Den:主に絵を描くこと、中でも水彩画をメインにしています。あとはイベントでライブペイントしたり、子供たちと一緒に絵を描くようなイベントやワークショップなどを主催したり。最近は展示させてもらう機会が増えてきました。個展とかもちょっとやっていきたいなと考えています。

―元々は油絵をされていたとお聞きしていたのですが、現在水彩画を主にされている理由を教えてください。

Den:油絵以外での表現方法に挑戦してみたいと思い他の画材を使っていました。

最近はコンテをカッターナイフで削って、粉だけ画用紙に落としてそれを指でちょっとこすってぼかすとか、水彩とはまた違う画材を加えたり混ぜたりしてみながらやっています。

―表現方法にあまりこだわりはない感じですか?

Den:制作をやっていく中で、その都度自分に合ったものを探しながら、自分の芯となる物に紐づけていってます。
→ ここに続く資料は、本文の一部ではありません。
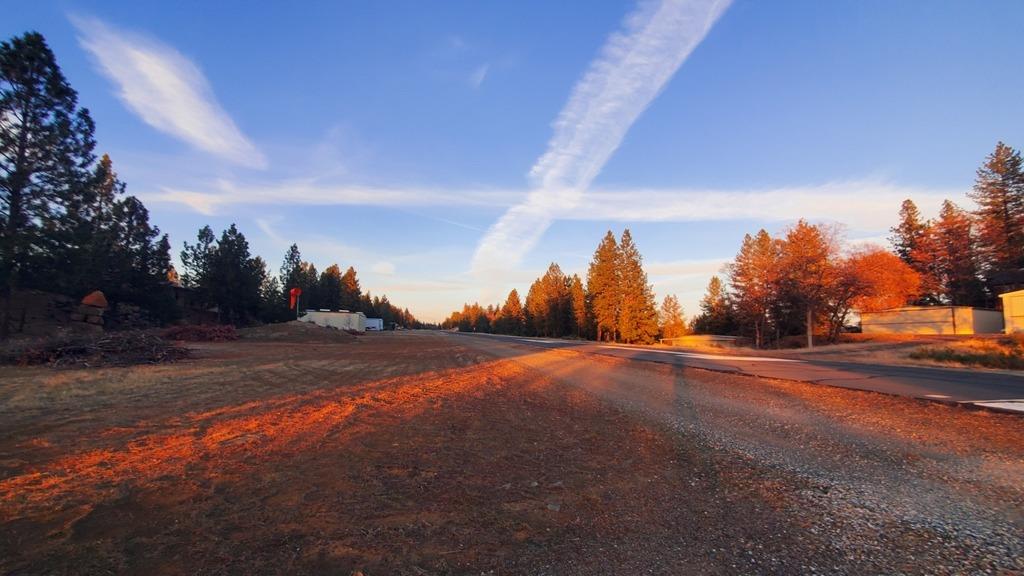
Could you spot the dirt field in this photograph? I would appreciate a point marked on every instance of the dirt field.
(426, 453)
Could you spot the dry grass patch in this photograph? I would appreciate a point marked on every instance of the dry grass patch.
(1007, 353)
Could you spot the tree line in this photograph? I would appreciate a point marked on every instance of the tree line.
(616, 302)
(807, 281)
(68, 225)
(224, 276)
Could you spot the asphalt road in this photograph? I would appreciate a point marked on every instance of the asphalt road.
(992, 389)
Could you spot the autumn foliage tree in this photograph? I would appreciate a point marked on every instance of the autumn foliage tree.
(883, 280)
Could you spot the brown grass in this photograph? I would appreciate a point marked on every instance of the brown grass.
(1007, 353)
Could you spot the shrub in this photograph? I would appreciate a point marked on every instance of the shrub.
(202, 333)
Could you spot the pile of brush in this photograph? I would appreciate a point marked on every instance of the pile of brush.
(114, 348)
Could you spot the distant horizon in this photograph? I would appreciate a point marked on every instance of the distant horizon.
(450, 154)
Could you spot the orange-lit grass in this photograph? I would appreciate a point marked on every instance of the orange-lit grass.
(1007, 353)
(224, 437)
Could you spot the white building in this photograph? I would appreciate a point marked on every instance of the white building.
(340, 320)
(1013, 312)
(932, 320)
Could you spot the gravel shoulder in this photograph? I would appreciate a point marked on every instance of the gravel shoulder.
(417, 453)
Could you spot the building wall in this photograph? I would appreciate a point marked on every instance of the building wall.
(340, 320)
(932, 320)
(1013, 312)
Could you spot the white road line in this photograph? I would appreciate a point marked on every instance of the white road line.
(694, 356)
(1015, 405)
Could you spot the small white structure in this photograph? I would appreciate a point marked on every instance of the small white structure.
(1013, 312)
(932, 320)
(340, 320)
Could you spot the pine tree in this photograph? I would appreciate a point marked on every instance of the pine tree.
(512, 318)
(604, 287)
(46, 144)
(638, 315)
(578, 302)
(808, 270)
(950, 255)
(225, 275)
(197, 261)
(755, 281)
(330, 289)
(716, 314)
(537, 310)
(908, 234)
(308, 282)
(998, 192)
(350, 290)
(670, 318)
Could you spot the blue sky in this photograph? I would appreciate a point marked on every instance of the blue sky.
(450, 151)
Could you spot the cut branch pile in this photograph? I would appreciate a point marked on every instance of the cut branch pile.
(116, 348)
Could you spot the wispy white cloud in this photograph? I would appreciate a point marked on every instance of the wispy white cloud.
(859, 204)
(166, 90)
(633, 68)
(685, 269)
(476, 78)
(383, 268)
(862, 205)
(224, 194)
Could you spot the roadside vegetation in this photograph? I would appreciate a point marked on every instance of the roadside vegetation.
(1006, 353)
(68, 225)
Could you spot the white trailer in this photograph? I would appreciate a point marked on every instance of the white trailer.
(340, 320)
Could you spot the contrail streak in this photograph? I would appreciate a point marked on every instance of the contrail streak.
(634, 66)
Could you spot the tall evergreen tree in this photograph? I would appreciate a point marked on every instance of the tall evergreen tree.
(350, 290)
(754, 277)
(198, 261)
(908, 234)
(998, 191)
(308, 282)
(578, 301)
(604, 287)
(716, 314)
(670, 318)
(512, 319)
(46, 144)
(808, 270)
(950, 258)
(225, 275)
(638, 315)
(330, 288)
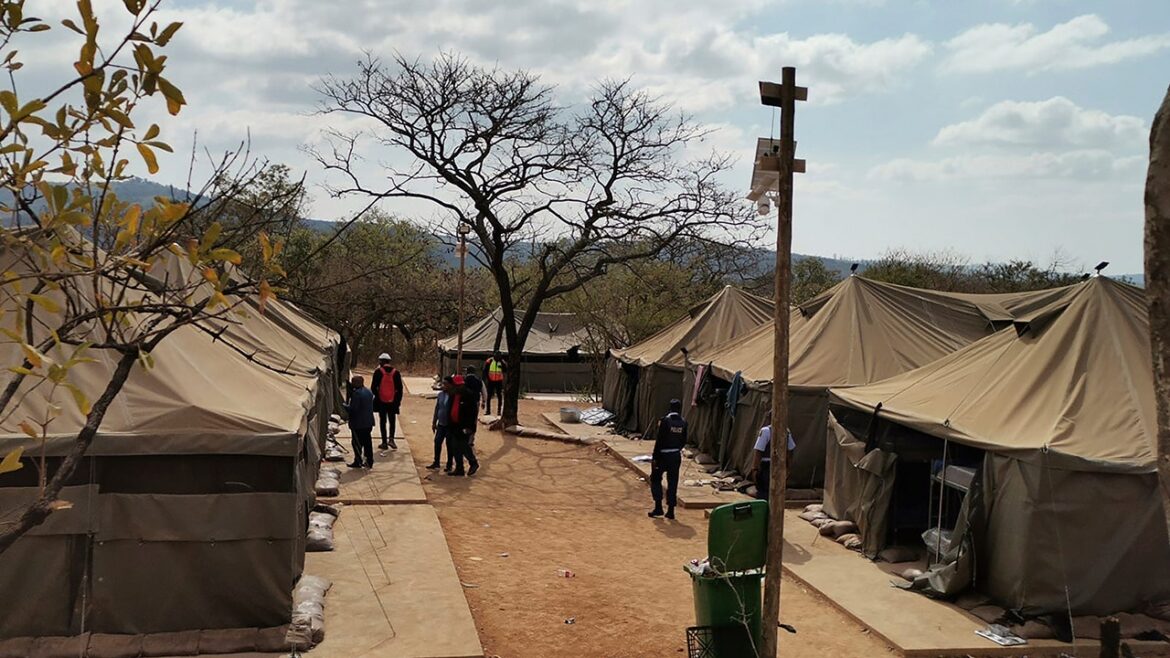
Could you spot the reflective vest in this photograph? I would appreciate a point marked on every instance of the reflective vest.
(386, 389)
(495, 371)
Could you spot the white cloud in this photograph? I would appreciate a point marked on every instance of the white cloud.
(1082, 165)
(1054, 123)
(1078, 43)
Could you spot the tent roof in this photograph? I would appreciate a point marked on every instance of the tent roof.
(552, 334)
(724, 316)
(1074, 378)
(201, 396)
(864, 330)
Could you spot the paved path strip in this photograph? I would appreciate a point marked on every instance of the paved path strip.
(396, 590)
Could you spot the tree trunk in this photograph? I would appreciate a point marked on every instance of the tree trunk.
(1157, 285)
(40, 509)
―クリエイターを目指し始めたきっかけを教えてください。

Den:絵をやりたいって思ったきっかけは高校生の時、展覧会で発表した絵で賞をもらったことですね。そのとき初めて世の中と繋がったというか世間に自分のことを見せられた。身内だけじゃない、自分が全く知らない人が自分のことを評価してくれたっていう。そこに自己肯定感や、喜びをすごく感じられて。絵が自分を発信するためのものとして、徐々に僕に必要なツールになっていきました。

実は僕、高校2年生まですごく絵が嫌いでして、中学のときなんか絶対クラスに1人はいる典型的なうるさい奴だったんですよね。もう美術の授業で全然話を聞かないし。僕はずっとサッカー部で、そんな芸術なんて、みたいな感じでした。

とは言っても、なにかを表現するっていう事にはすごく関心を持っていました。映画がすごく好きで、いつか僕は映画の制作をしたり、映像をいじるような世界に入りたいなって思っていました。

あるとき高校の先生に相談をしたら、「映像を作るなら絵を描け」って言われて、気づいたら美術部に入っていました(笑)

―サッカー部から美術部に…?

Den:高校2年生からはサッカー部と美術部を兼部していました(笑)

その後は制作を並行しつつ、美術系の専門学校から大学に編入して教員免許を取りました。

今は支援学校で働いているんですけども、生徒たちの作品を見させてもらったときに、学校外のいろんな公のところで発表できる機会を作ってあげられないかなって思いました。身内だけじゃない、本当に開かれた場所で。

それが発展していって大きなイベントになっていくうちに俺もやりたいな、何で僕はこっち側(展示をサポートする側)なんだろうなって段々思ってきたんです。それも悪くはないけど、今度は作品を作る側でちょっと本腰入れてやろうって思って、今は作家をやっています。

2つ揃ってこそ作品は完成する

―Denさんにとって「話して表現すること」と「絵を通して表現すること」になにか違いがありますか?

Den:僕は「話すことでの表現」と「絵だけの表現」の2つがあって1つの作品だと思っています。こういう絵をどういう思いで描いたのかっていうことを話すと、「よりアートというものを身近に感じられました」って言ってくださる方もいらっしゃいます。僕自身もやっぱり作品の前に立ってその作品のことを話すことでやっとそこで作品が完成すると思っていますので。

―2つ揃ってこそ作品が完成するということですね

Den:そうですね。これは受け売りの話なんですけども、書道って漢字あるじゃないですか。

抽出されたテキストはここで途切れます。